Il futuro vaccino sarà disponibile per tutti?

"Questo è un problema drammatico - riflette il professor Guido Forni - perché finché non sappiamo qual è il vaccino che funziona davvero o almeno finché non abbiamo una prova che qualcuno di questi vaccini protegge non si costruisce la fabbrica per produrre miliardi di dosi di vaccini. Siamo 7 miliardi di persone sulla Terra e anche immaginando che un miliardo di persone magari non vorranno vaccinarsi occorre comunque pensare ad una quantità enorme di dosi di vaccini che dovranno essere forniti. E’ già prevedibile che quando emergerà la notizia che c’è un vaccino che funziona ci sarà una corsa quasi assurda nel volere il vaccino, tutti lo vorranno perché chi riuscirà a dotare il proprio paese del vaccino avrà un’influenza notevole a livello politico e sociale. Ci sono queste grandi compagnie di aiuti nel mondo come la Gavi e il Cepi che aspettano di sapere qual è la tecnologia che sembra vincente per organizzare delle grosse fabbriche in tutto il mondo e costruire queste miliardi di dosi di vaccini. Si capisce bene che fare un vaccino con il virus inattivato richiede una tecnologia del tutto diversa rispetto al farlo con un anellino di Dna o di Rna, o altri metodi. Anche questo è un elemento di difficoltà. E nuovamente la potenza americana, il desiderio americano di avere assolutamente il vaccino fa sì che in questo ricchissimo programma Warp Speed vengano costruite le fabbriche per questi quattro vaccini selezionati, senza sapere quale funzionerà. Quindi un fattore di rischio che riguarda non solo gli investimenti necessari per arrivare al vaccino, ma anche quelli per costruire delle strutture dove produrre delle dosi sufficienti a coprire il fabbisogno degli Stati Uniti nel più breve tempo possibile. E poi una volta coperta l’esigenza degli Stati Uniti il resto del mondo potrà eventualmente avere accesso a questi vaccini. Ci sono complicazioni non di poco conto anche riguardo a questo aspetto.

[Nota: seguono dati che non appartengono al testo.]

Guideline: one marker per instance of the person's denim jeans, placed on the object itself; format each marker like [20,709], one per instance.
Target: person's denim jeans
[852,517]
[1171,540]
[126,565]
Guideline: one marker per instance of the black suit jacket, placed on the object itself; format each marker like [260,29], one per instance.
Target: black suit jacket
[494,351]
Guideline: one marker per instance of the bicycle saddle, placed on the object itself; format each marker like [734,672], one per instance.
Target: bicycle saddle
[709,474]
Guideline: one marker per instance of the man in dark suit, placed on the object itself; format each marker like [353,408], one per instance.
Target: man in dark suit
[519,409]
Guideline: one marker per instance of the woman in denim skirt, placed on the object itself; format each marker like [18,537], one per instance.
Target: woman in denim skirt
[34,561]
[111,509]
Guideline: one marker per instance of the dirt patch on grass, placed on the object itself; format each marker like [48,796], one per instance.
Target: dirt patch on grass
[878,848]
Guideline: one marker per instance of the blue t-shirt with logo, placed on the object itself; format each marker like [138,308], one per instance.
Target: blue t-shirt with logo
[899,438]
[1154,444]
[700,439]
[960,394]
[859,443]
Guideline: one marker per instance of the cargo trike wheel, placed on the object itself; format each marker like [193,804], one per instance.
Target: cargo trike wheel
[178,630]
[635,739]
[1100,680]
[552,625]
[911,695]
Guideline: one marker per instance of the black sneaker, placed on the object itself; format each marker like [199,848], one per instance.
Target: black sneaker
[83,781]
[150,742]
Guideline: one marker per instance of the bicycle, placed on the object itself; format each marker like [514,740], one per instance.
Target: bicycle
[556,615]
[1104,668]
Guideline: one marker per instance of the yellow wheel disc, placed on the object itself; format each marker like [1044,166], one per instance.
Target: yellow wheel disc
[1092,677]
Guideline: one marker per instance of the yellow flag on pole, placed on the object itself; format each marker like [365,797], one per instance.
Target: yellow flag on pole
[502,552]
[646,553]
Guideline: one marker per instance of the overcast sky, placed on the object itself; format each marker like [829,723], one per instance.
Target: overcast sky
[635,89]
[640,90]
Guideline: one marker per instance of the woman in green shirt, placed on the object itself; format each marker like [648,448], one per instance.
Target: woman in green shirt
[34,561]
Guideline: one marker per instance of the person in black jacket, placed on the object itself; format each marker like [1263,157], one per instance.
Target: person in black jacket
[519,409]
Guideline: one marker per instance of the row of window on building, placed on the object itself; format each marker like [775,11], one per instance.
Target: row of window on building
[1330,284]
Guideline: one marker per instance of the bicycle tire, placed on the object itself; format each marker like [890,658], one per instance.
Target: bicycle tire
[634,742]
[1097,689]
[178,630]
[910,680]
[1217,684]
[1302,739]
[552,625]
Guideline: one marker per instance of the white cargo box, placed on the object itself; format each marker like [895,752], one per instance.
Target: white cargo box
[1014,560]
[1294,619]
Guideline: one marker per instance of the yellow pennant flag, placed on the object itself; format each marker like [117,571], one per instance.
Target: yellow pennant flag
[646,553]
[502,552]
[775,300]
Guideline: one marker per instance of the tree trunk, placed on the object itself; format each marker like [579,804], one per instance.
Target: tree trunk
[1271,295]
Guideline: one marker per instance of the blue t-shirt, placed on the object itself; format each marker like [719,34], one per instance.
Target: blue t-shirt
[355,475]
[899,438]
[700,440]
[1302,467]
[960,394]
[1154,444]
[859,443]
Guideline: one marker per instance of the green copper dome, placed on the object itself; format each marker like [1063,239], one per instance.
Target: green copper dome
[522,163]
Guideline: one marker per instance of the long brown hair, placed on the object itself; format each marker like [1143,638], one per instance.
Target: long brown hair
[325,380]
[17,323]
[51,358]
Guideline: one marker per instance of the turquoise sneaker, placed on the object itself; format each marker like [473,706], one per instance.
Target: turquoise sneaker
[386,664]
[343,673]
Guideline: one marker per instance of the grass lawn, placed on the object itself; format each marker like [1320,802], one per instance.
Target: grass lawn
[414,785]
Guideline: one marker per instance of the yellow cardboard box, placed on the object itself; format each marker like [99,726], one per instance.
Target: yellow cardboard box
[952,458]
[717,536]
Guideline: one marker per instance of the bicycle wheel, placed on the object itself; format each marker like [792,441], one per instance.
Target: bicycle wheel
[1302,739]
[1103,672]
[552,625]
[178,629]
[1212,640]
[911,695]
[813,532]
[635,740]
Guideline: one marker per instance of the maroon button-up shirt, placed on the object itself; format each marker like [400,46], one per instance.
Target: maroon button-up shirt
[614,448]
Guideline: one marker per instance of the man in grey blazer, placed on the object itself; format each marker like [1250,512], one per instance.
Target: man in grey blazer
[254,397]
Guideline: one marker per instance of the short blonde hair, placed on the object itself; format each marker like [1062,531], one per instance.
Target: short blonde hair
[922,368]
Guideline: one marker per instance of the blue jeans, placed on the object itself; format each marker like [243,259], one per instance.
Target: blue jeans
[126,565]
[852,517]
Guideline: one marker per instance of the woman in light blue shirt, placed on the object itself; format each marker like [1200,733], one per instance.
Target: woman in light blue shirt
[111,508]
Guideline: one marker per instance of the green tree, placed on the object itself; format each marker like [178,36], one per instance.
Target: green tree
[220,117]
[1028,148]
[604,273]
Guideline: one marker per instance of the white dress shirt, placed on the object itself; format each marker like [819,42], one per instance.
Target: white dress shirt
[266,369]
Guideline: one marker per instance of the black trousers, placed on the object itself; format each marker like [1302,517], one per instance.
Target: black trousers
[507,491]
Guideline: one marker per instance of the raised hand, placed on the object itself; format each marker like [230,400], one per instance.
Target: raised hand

Se l'epidemia regredisce l'eventuale futuro vaccino potrebbe diventare superfluo?

"Qui è necessario avere una palla di cristallo molto buona, di quelle di alta qualità: nessuno - conclude l'immunologo Guido Forni - può sapere quale sarà il futuro. E chiunque afferma qualcosa sul futuro di questa malattia lo fa, non dico inventando, ma basandosi su dati molto indiretti. Per molte malattie virali esiste una stagionalità, ci sono malattie tipiche dell’estate e altre tipiche dell’inverno, quelle respiratorie sono più legate ai climi freddi e a un certo tipo di umidità. E’ quindi probabile che l’epidemia progressivamente scompaia e non è detto che il prossimo anno ritorni con molti casi. Però potrebbe invece anche ritornare. E sulla base di questa incertezza si capisce anche che tutte queste compagnie e questi enormi nvestimenti che le nazioni hanno fatto potrebbero rivelarsi non inutili ma spropositatamente grandi per il risultato che si otterrà".